Who Will Move, and Where?
The 20,000 figure for relocating staff is the target set by the Chancellor and Lyons believes that this can not merely be met, but perhaps exceeded. The key question, of course, is just which jobs are likely to move and to where. Lyons himself is implicitly highly critical of previous location decisions under which most call centres – which might be placed in any UK region – have been located in the South East, where costs are the highest in the country. We can expect many of these comparatively lower wage jobs to relocate, with call centres evolving into more multi-disciplinary and cross-departmental government contact centres.

It is not unique to move major chunks of the civil service to lower cost regions. Large numbers of Contributions Agency staff are based in Newcastle-upon-Tyne, the Planning Inspectorate was relocated to Bristol, the Manpower Services Commission moved to Sheffield, Customs & Excise transferred many of its functions to Southend-on-Sea, Liverpool and Manchester and the NHS Executive head office moved to Leeds.

But this experience – much of which took place in the 1980s and early 1990s – has flagged up important warnings. In particular, the stories of health officials commuting regularly between offices in Leeds and Whitehall have become infamous. Similar experiences blighted Customs & Excise. Lyons’ initial report implies departments have failed to take advantage of the most recent technological developments in video-conferencing and Internet based systems to reduce the need for physical meetings. His final report is bound to suggest a much greater commitment to communication technologies.

Flawed Relocations
Yet the report also shows the extent to which previous relocations have been flawed, or at least superseded. While there have been several earlier attempts at dispersing the civil service away from the capital, these were influenced either explicitly or implicitly by the requirement for new offices to be convenient to London. Consequently, while only 13% of the workforce of the Department for the Environment, Food and Rural Affairs is located in London, another 20% (over 6,000 people) is based in the rest of the South East. Similarly, a mere 4% of the military staff of the Ministry of Defence and 8% of its civilian employees work in London, yet nearly 60,000 of its quarter of a million total staff are based in the wider South East.

Effect on South East
It is therefore very possible that the South East in general will be at least as affected as London by the final Lyons’ recommendations. Superficially it appears peculiar that almost twice as many civil servants work in the South East (excluding London) as in the North East, when conversely the unemployment rate in the North East is twice as high as that in the South East.
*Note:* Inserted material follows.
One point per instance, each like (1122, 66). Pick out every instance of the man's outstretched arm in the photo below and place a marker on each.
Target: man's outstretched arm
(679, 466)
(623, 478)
But it must be noted that the total population of the North East is 2.5m against 8m in the South East and – the main civil service trade union, the Public and Commercial Services Union (PCS) points out – this is the main flaw with the proposal to redistribute the civil service. About 40% of the London and South East jobs are based in local offices where civil servants have to meet their “clients”.

Union Concerns
The unions have other concerns. A spokesman for the PCS said: “We recognise the regenerational benefits which come with relocation, creating jobs in the regions. But our concerns are that firstly any relocation and moving of people must be done on a voluntary basis. And it should not be just about driving down pay levels and introducing regional pay by the back door.” He added that the PCS was particularly unhappy about what he called the “breakneck speed” at which the review was being conducted.
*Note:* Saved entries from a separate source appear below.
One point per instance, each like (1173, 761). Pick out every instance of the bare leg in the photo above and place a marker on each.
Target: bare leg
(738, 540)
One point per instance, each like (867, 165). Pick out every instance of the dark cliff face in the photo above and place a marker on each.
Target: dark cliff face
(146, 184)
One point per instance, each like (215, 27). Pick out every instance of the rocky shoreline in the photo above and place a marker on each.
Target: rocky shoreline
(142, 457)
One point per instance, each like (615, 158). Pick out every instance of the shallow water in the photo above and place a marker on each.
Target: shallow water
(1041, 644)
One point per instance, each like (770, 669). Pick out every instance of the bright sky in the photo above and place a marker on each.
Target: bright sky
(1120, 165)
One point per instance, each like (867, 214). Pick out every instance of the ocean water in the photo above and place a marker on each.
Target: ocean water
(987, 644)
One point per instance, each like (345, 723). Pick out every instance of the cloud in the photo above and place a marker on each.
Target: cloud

That pace makes it difficult for the unions to assess their members’ attitude to a move, which the Government claims is in part inspired by what is best for the workers themselves. But, like much else in the public service reform programme, the review has the breathless air of an initiative that the administration believes simply must be driven through urgently if the voters are to see improvements by the time of the next election. Uncomfortably for the Government, it also makes it much harder to maintain a partnership with its own staff and their unions.